Created 03-23-2017 08:34 PM
We are getting read timeout on tez view.
This started only after enabling Kerberos on the cluster. Exact same setup on different cluster works.
1. All proxy settings are in place in core-site.xml.
2. We changed the timeouts:
views.ambari.request.read.timeout.millis=10000
to
views.ambari.request.read.timeout.millis=60000
3. The timeline server db is in MBs. Not so huge that there will be read timeout.
4. Configurations have view pointed to local cluster.
5. ATS version is 1.0. Although the other cluster also has same version and view loads perfectly fine there.

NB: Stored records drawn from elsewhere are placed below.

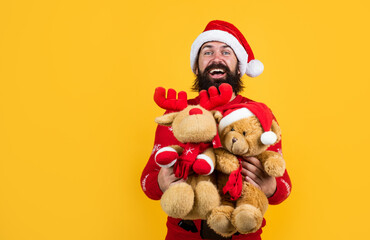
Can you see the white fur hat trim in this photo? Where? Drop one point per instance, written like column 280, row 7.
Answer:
column 220, row 36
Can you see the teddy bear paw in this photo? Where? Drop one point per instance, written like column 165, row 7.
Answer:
column 166, row 157
column 203, row 165
column 178, row 200
column 220, row 221
column 247, row 219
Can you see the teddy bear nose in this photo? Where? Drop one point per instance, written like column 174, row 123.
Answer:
column 195, row 111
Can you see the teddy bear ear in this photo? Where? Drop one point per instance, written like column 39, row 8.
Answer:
column 217, row 115
column 167, row 119
column 276, row 129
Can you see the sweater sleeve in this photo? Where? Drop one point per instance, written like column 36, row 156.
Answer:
column 283, row 184
column 149, row 177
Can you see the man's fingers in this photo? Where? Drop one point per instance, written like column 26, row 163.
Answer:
column 253, row 169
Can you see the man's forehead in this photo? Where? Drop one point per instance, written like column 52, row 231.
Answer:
column 214, row 44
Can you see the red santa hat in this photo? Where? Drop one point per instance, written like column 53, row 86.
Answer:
column 225, row 32
column 245, row 110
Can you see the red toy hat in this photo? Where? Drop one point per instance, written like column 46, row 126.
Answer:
column 225, row 32
column 260, row 110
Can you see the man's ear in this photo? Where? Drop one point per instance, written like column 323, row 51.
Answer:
column 217, row 115
column 276, row 129
column 167, row 119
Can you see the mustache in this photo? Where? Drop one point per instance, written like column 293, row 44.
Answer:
column 217, row 65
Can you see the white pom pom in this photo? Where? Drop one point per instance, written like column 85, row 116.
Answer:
column 254, row 68
column 268, row 138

6. Timeline server logs just show:
10:42:15,127 WARN server.AuthenticationFilter (AuthenticationFilter.java:doFilter(528)) - AuthenticationToken ignored: AuthenticationToken expired 10:42:15,130 WARN server.AuthenticationFilter (AuthenticationFilter.java:doFilter(528)) - AuthenticationToken ignored: AuthenticationToken expired 10:42:15,130 WARN server.AuthenticationFilter (AuthenticationFilter.java:doFilter(528)) - AuthenticationToken ignored: AuthenticationToken expired 10:42:15,131 WARN server.AuthenticationFilter (AuthenticationFilter.java:doFilter(528)) - AuthenticationToken ignored: AuthenticationToken expired 10:42:15,133 WARN server.AuthenticationFilter (AuthenticationFilter.java:doFilter(528)) - AuthenticationToken ignored: AuthenticationToken expired 10:42:15,133 WARN server.AuthenticationFilter (AuthenticationFilter.java:doFilter(528)) - AuthenticationToken ignored: AuthenticationToken expired 10:42:15,135 WARN server.AuthenticationFilter (AuthenticationFilter.java:doFilter(528)) - AuthenticationToken ignored: AuthenticationToken expired 10:42:15,136 WARN server.AuthenticationFilter (AuthenticationFilter.java:doFilter(528)) - AuthenticationToken ignored: AuthenticationToken expired 10:42:15,136 WARN server.AuthenticationFilter (AuthenticationFilter.java:doFilter(528)) - AuthenticationToken ignored: AuthenticationToken expired
7. Curl command authenticates, but no response from the ATS:
curl -i --negotiate -u : http://<TIMELINE-SERVER-HOST>:8188/ws/v1/timeline/TEZ_DAG_ID?limit=11&_=1489546472753&
ProxyHelper:71 - Cannot access the url: http://<TIMELINE-SERVER-HOST>:8188/ws/v1/timeline/TEZ_DAG_ID?limit=11&_=1489546472753& java.net.SocketTimeoutException: Read timed out at java.net.SocketInputStream.socketRead0(Native Method) at java.net.SocketInputStream.socketRead(SocketInputStream.java:116) at java.net.SocketInputStream.read(SocketInputStream.java:170) at java.net.SocketInputStream.read(SocketInputStream.java:141) at java.io.BufferedInputStream.fill(BufferedInputStream.java:246) at java.io.BufferedInputStream.read1(BufferedInputStream.java:286) at java.io.BufferedInputStream.read(BufferedInputStream.java:345) at sun.net.www.http.HttpClient.parseHTTPHeader(HttpClient.java:704) at sun.net.www.http.HttpClient.parseHTTP(HttpClient.java:647) at sun.net.www.protocol.http.HttpURLConnection.getInputStream0(HttpURLConnection.java:1535) at sun.net.www.protocol.http.HttpURLConnection.getInputStream(HttpURLConnection.java:1440) at java.net.HttpURLConnection.getResponseCode(HttpURLConnection.java:480) at org.apache.ambari.view.tez.utils.ProxyHelper.getResponse(ProxyHelper.java:57) at org.apache.ambari.view.tez.rest.BaseProxyResource.getData(BaseProxyResource.java:55) at sun.reflect.GeneratedMethodAccessor573.invoke(Unknown Source) at sun.reflect.DelegatingMethodAccessorImpl.invoke(DelegatingMethodAccessorImpl.java:43) at java.lang.reflect.Method.invoke(Method.java:497) at com.sun.jersey.spi.container.JavaMethodInvokerFactory$1.invoke(JavaMethodInvokerFactory.java:60)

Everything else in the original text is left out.